A sound — something between a cough and a laugh.

“Tucker didn’t send us to rebuild the church or take revenge.” Farrina’s voice had gone flat, almost gentle. “He sent us to leave. He wanted us to find somewhere quiet and live out our lives. The church’s war with Graycastle was already decided. He knew it. The book he left wasn’t instructions — it was an accounting. A history. His last will.” A beat. “He just wanted us to survive.”

“Absurd.” Lorenzo’s voice cracked on the word. “You attacked me. You came to my island and tried to murder me in my own castle. That’s settling down quietly? That’s the acting pope’s mercy?”

“You killed the messengers.” Farrina’s head turned toward him, slowly. “You could have turned them away. You could have ignored us. We would have chosen somewhere else. But you killed them.” The faint starchiness in her voice solidified. “The kind of people I despise most in this world are the ones who betray their oaths for comfort. You failed O’Brien. You don’t deserve whatever life Tucker tried to give us.” A long exhale. “It’s my failure that you’re still alive.”

Lorenzo breathed in. Breathed out.

“I know exactly what you’re doing.” He had himself back under control. “You want to provoke me into killing you. You think if you die, the secret dies with you. But there are instruments in this dungeon that would surprise even a member of the Judgement Army. We know how to take a witch apart.” He looked at her feet. “We’ll start with the toenails.”


He held himself together until he reached the castle hall. Then he threw the tea set against the wall.

The pieces scattered across the stone.

He stood over them.

The cruelty was a mask. He knew it. He hated that it was a mask and that she could see through it. Farrina’s willpower was exceptional — she had spent years in the Judgement Army, where they trained it like a muscle — and she might outlast anything he had the stomach to do. He couldn’t close the port and declare a trade ban without immediately raising the nobles’ suspicions. He couldn’t leave the island without giving the merchants an opportunity to probe for weaknesses. He needed more God’s Punishment Warriors before any of that changed.

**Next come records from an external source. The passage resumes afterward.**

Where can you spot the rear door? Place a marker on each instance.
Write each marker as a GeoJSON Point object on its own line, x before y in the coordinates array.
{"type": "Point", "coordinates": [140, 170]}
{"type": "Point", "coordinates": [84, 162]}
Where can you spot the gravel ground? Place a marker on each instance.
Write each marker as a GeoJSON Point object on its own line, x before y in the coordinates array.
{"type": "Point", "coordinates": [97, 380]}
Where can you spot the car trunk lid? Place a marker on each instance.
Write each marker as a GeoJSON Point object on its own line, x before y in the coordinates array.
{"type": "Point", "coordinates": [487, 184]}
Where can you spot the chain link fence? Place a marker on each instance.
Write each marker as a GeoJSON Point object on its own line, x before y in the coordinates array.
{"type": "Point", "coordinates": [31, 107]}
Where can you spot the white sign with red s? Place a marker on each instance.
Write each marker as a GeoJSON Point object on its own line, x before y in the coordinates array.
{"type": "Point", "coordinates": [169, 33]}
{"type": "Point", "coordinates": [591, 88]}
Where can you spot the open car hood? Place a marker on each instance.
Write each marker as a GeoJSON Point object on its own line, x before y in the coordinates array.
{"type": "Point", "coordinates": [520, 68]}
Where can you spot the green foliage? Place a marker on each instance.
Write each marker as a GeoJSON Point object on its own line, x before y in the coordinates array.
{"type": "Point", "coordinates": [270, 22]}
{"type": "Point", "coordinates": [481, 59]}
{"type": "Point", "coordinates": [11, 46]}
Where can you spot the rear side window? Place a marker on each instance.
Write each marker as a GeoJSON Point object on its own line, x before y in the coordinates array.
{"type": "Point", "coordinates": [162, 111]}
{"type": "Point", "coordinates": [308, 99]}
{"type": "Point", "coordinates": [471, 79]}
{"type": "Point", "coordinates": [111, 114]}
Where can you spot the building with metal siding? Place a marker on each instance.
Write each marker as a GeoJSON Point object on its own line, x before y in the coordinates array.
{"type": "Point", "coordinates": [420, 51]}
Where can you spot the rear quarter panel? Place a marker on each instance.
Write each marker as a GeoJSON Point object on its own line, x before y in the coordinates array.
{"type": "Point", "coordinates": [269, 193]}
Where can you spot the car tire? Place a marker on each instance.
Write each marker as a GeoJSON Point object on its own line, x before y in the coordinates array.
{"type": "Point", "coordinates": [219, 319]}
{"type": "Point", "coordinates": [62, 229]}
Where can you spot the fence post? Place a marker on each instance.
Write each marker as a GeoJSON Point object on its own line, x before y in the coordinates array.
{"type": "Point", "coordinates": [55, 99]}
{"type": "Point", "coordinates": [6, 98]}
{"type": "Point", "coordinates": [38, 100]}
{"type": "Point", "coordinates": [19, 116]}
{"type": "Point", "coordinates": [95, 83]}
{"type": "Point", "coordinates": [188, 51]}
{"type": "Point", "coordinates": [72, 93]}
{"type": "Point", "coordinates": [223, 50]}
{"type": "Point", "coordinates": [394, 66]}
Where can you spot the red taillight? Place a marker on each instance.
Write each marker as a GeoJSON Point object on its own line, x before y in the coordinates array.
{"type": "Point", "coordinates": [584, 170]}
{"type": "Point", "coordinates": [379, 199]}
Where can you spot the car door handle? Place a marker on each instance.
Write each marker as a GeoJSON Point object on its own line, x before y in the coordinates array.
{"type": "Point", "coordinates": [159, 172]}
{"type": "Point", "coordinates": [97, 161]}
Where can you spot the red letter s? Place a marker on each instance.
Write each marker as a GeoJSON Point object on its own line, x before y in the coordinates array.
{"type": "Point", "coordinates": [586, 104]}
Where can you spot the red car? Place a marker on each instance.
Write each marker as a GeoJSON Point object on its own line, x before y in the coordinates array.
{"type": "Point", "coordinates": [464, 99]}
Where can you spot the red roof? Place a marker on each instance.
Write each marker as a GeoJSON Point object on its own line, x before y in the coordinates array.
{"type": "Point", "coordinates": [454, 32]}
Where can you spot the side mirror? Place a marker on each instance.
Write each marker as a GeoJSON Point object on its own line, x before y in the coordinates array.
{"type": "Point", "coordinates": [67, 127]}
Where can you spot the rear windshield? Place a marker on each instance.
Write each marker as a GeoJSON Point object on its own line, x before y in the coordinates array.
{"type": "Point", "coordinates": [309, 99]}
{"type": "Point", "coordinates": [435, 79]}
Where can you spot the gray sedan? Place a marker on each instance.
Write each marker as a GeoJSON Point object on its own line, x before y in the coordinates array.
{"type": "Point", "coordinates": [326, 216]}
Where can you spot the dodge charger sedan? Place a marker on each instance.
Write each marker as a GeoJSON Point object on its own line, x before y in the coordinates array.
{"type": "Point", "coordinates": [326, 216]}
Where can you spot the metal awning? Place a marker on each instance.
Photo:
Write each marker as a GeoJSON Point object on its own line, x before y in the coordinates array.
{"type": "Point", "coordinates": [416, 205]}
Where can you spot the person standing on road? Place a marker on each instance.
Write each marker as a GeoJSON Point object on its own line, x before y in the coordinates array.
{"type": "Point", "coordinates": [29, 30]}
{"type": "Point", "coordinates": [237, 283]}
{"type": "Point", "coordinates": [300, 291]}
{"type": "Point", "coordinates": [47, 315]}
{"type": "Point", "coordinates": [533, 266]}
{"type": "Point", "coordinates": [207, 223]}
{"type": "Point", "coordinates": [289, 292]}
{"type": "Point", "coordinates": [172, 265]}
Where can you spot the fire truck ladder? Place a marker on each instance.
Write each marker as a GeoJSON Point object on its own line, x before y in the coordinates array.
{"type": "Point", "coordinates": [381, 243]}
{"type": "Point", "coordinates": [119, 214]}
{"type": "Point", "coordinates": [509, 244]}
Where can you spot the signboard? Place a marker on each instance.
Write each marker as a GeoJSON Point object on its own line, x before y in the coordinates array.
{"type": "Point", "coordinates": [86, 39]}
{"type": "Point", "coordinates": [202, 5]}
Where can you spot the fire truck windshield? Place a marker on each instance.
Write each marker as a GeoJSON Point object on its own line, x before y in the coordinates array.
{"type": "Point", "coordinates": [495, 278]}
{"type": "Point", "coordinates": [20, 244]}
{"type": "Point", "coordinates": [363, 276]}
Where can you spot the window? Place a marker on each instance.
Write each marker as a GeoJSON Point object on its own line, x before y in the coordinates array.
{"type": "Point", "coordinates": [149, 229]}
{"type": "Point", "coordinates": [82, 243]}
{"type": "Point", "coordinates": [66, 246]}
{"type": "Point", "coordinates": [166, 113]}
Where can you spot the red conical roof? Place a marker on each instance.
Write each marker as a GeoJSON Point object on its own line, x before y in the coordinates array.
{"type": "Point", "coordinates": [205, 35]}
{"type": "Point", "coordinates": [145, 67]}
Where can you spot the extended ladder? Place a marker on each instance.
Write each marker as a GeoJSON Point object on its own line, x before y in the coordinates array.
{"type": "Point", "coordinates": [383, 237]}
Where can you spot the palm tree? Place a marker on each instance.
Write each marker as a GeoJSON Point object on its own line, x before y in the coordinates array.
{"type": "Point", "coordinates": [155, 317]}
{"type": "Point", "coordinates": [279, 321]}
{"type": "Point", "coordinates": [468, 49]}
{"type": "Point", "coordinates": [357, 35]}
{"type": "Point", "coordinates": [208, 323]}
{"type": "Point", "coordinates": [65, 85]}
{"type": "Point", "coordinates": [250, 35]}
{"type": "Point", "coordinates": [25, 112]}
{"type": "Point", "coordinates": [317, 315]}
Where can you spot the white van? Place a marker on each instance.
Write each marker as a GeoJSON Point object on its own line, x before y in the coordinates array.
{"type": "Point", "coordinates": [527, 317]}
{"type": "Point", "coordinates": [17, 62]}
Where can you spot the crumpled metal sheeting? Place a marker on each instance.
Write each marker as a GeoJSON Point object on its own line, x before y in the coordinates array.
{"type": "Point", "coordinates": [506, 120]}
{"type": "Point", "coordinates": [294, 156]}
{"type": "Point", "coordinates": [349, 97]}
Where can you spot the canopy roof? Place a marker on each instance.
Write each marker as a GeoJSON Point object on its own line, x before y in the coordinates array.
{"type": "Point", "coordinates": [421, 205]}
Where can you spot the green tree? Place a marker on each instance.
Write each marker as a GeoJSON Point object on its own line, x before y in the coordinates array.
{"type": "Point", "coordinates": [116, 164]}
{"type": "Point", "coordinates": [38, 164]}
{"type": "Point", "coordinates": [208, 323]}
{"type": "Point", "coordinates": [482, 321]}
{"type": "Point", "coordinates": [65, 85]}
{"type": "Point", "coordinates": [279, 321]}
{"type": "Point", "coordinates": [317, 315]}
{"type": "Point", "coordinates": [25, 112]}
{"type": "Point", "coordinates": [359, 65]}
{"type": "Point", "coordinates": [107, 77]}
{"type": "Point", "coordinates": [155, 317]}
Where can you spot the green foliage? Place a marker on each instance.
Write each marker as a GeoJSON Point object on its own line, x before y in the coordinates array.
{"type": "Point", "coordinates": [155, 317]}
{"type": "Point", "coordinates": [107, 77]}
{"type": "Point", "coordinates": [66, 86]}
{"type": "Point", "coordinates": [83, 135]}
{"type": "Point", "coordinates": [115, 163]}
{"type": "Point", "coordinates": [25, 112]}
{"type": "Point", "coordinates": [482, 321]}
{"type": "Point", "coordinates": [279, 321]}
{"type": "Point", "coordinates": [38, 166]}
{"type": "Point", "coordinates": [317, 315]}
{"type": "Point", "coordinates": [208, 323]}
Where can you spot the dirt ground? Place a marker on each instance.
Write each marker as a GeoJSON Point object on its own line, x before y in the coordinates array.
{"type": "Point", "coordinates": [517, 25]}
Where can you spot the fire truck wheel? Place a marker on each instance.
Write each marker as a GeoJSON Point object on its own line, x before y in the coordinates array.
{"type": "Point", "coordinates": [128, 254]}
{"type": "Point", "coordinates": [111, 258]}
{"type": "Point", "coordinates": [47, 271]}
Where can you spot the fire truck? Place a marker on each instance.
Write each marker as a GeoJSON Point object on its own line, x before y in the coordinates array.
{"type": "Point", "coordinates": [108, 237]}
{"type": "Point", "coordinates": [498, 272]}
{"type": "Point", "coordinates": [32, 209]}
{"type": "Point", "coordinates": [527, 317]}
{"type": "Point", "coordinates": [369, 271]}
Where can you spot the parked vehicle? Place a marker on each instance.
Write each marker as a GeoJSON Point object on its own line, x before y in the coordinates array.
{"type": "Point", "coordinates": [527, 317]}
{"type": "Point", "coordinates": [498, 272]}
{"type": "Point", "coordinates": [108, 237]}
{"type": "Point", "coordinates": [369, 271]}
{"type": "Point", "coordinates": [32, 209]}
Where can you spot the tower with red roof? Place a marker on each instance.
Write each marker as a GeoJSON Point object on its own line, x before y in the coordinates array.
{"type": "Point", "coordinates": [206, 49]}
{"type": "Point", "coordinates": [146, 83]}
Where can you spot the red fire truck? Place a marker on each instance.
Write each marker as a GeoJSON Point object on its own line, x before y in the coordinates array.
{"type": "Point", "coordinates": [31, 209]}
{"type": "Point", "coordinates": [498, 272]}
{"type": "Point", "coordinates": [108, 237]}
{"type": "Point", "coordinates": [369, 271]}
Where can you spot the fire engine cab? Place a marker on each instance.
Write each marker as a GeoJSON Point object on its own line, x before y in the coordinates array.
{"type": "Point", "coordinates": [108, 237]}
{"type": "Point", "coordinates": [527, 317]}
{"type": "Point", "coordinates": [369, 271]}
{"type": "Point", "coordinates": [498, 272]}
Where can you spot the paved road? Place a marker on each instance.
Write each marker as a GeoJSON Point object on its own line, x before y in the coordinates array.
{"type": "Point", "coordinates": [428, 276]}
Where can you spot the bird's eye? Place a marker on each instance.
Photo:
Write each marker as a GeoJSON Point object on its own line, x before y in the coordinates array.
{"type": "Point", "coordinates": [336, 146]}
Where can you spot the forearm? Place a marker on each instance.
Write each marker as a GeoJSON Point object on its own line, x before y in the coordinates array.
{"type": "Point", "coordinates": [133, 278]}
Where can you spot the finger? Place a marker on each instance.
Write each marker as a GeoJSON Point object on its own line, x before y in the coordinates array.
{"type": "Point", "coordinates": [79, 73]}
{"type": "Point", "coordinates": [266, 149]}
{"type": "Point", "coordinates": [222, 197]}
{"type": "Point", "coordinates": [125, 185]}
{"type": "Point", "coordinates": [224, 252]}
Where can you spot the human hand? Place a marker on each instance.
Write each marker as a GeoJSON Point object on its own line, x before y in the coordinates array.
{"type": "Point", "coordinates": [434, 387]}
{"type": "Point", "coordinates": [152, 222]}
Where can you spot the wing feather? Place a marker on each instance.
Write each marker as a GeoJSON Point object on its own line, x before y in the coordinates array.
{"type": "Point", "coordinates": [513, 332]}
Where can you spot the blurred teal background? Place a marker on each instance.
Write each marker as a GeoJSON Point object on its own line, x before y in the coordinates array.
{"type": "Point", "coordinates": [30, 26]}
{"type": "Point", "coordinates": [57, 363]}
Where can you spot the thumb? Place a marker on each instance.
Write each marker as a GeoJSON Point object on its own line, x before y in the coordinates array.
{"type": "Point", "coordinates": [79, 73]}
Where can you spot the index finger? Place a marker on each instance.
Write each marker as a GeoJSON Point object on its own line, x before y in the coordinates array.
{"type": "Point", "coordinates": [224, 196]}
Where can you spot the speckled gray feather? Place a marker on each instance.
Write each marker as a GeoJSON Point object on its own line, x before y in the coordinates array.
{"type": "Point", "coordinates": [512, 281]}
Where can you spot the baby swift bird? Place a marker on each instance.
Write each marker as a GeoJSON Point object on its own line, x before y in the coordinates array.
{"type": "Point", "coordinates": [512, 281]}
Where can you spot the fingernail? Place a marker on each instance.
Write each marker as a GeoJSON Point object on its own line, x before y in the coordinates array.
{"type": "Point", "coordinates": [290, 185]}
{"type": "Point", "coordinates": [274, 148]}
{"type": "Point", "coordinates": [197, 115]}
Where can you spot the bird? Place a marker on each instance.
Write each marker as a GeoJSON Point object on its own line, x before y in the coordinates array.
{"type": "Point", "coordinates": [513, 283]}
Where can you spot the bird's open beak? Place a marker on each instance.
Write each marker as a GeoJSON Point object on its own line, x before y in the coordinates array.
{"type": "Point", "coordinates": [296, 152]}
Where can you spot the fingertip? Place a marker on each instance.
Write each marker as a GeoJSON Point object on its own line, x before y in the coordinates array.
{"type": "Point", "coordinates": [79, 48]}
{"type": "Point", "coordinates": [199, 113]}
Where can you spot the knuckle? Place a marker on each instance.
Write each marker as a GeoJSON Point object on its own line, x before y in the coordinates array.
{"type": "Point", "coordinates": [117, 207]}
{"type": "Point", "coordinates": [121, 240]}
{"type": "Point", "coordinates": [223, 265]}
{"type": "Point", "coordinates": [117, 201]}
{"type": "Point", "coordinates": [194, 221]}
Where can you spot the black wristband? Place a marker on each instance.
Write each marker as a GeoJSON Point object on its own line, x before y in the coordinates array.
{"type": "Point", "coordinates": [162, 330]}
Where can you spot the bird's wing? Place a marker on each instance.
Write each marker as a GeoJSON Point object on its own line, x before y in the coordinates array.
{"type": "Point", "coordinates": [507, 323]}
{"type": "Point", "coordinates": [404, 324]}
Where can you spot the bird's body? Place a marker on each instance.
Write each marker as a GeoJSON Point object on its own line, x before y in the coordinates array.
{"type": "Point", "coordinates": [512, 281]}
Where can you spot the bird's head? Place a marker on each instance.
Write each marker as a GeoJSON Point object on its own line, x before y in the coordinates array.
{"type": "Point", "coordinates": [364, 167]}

And Farrina refused to give him the means.

“My lord.” Hagrid, his butler, appeared in the doorway. He looked at the broken crockery and waited.

“Not now.” Lorenzo turned away.

“I believe it may be relevant to your current problem.”

Lorenzo turned back.

Hagrid was one of the few people on this island he genuinely trusted — a former priest, steady, with a talent for gathering intelligence that made him worth three times his position. He would not interrupt a bad moment without a reason. “What is it?”

“The border of the Kingdom of Dawn has been active lately. Someone is moving toward Cage Mountain.”

“What does Cage Mountain have to do with us?”

“The movement itself is not what matters,” said Hagrid. “The person behind it is.” He paused, with the slight deliberateness of someone delivering a prepared point. “My lord — I have reason to believe it is the King of Graycastle.”